Ogłoszenia matrymonialne w Galerii Satyrykon
LEGNICA. "Mam wygląd Shreka i piękne wnętrze", "Wyapotezuję cię Panie za pomoc materialną" - wyobraźnia autorów ogłoszeń matrymonialnych nie zna granic, i to bez względu na czasy. Sami się o tym przekonajcie. Właśnie anonsom matrymonialnym poświęcona jest nowa wystawa, którą można już oglądać w Galerii Satyrykon.
Wernisaż odbędzie się w najbliższy piątek, 9 listopada, o godz. 18.00.
Wstęp na wystawę i wernisaż jest bezpłatny.
Autorką prac jest Beata Filipowicz - utalentowana artystka młodego pokolenia, która wzięła "na warsztat" ogłoszenia matrymonialne: te sprzed 100 lat, i te współczesne.
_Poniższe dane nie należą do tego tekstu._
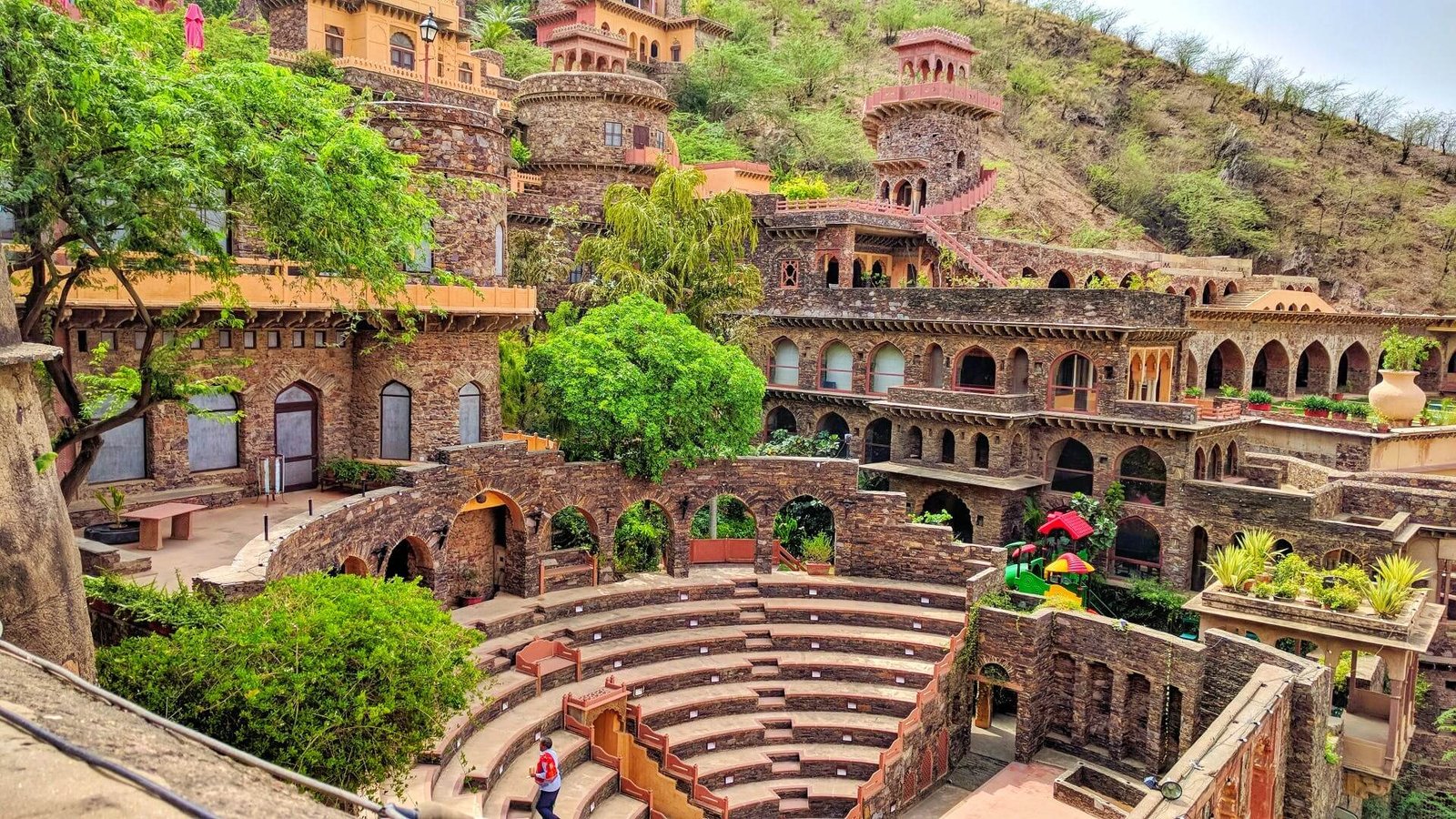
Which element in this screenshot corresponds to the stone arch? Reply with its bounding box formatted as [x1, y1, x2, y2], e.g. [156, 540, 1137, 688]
[1335, 341, 1373, 395]
[1203, 339, 1243, 390]
[1046, 436, 1095, 494]
[763, 407, 799, 436]
[1249, 339, 1289, 395]
[920, 490, 976, 543]
[1294, 341, 1330, 395]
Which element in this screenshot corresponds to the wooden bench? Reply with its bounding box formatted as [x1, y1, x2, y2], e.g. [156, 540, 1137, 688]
[126, 502, 207, 551]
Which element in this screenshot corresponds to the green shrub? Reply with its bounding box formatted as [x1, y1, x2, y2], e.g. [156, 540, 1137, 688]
[96, 574, 483, 793]
[82, 574, 223, 628]
[1380, 327, 1439, 370]
[804, 532, 834, 562]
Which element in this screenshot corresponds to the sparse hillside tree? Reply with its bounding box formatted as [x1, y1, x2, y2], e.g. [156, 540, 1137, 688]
[1395, 108, 1441, 165]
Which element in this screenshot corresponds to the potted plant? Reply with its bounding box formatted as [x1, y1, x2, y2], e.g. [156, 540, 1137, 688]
[804, 532, 834, 574]
[1300, 395, 1335, 419]
[1370, 327, 1437, 422]
[460, 565, 485, 606]
[85, 487, 141, 547]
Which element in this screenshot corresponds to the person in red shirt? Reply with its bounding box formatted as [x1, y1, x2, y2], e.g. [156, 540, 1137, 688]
[531, 736, 561, 819]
Na wystawie widać jak na dłoni, jak przez lata zmieniała się specyfika takich ogłoszeń. O ile w międzywojennych anonsach dominował temat materialny, dziś posag zastąpiony został kwestiami... erotycznymi. Kiedy romantycy z dawnych czasów jasno deklarowali: "Poślubię panią, która zapewni mi egzystencję", to w ogłoszeniach współczesnych panów znajdziemy perełki w stylu: "Szukam technożony" czy "Fajny uległy do podeptania". Jednak - co podkreśla autorka - jedno się nie zmieniło: ludzie niezmiennie poszukują miłości.